Hurra, wir eröffnen ein privates Amtsgericht

Privat betriebene Gerichte in Form von GmbHs sollen künftig entscheiden, was in sozialen Medien stehen darf und was nicht. Gelöscht wird alles, was ihnen nicht passt – und das ohne ordentliche Gerichtsverhandlung! Wir kannten Paralleljustiz bislang nur aus Krimis: Verbrechergangs fällen „Urteile“ und Beschuldigte werden eiskalt ermordet.

Den Anfang machten staatlich beauftragte „trusted flagger“ (staatlich anerkannte Denunzianten, früher IMs). Sie durchsuchen Facebook, Twitter und YouTube nach angeblich problematischen Beiträgen. Diese „Hinweisgeber“ melden emsig Kommentare und Posts an die Plattformen, und diese müssen blitzschnell entscheiden: Beitrag löschen oder Nutzer sperren? Und dieser Trend zur Justizprivatisierung geht jetzt weiter.

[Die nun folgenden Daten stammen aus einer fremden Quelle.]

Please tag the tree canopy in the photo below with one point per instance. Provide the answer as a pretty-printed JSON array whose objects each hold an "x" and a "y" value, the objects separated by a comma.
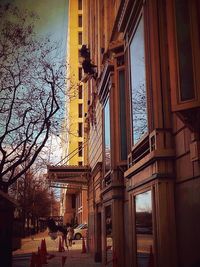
[{"x": 32, "y": 88}]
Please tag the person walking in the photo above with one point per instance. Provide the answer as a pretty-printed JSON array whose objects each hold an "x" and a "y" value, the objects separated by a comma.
[{"x": 70, "y": 234}]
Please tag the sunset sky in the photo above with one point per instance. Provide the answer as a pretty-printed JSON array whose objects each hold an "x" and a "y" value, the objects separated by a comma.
[{"x": 52, "y": 17}]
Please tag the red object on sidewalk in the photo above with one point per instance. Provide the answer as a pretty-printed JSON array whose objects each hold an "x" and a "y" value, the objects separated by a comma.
[
  {"x": 63, "y": 260},
  {"x": 114, "y": 259},
  {"x": 38, "y": 261},
  {"x": 83, "y": 246},
  {"x": 151, "y": 258},
  {"x": 51, "y": 256},
  {"x": 45, "y": 246},
  {"x": 32, "y": 263},
  {"x": 60, "y": 247}
]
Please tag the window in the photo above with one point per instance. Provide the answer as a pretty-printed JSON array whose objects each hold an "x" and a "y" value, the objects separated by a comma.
[
  {"x": 108, "y": 230},
  {"x": 107, "y": 145},
  {"x": 122, "y": 109},
  {"x": 73, "y": 201},
  {"x": 80, "y": 149},
  {"x": 80, "y": 129},
  {"x": 79, "y": 73},
  {"x": 185, "y": 50},
  {"x": 80, "y": 92},
  {"x": 144, "y": 225},
  {"x": 80, "y": 110},
  {"x": 79, "y": 4},
  {"x": 80, "y": 38},
  {"x": 138, "y": 83},
  {"x": 80, "y": 21}
]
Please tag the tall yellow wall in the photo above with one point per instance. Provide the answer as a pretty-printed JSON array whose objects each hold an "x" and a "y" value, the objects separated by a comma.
[{"x": 73, "y": 61}]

Die Bundesnetzagentur zertifiziert „private Amtsgerichte“

Wer mit der Löschung seines Beitrags nicht einverstanden ist, konnte bisher nur vor ein ordentliches Gericht ziehen – das dauert aber und kostet. Jetzt soll das einfacher gehen. Private Firmen, quasi „Amtsgerichte im Hinterhof“, übernehmen den Auftrag als „Streitbeilegungsstellen“. Menschen die auf der Gehaltsliste dieser GmbHs stehen fällen Urteile. Demokratie? Fehlanzeige! Hier regieren wirtschaftliche Interessen gepaart mit linker Ideologie. Es kommt offenbar wieder zusammen was zusammengehört.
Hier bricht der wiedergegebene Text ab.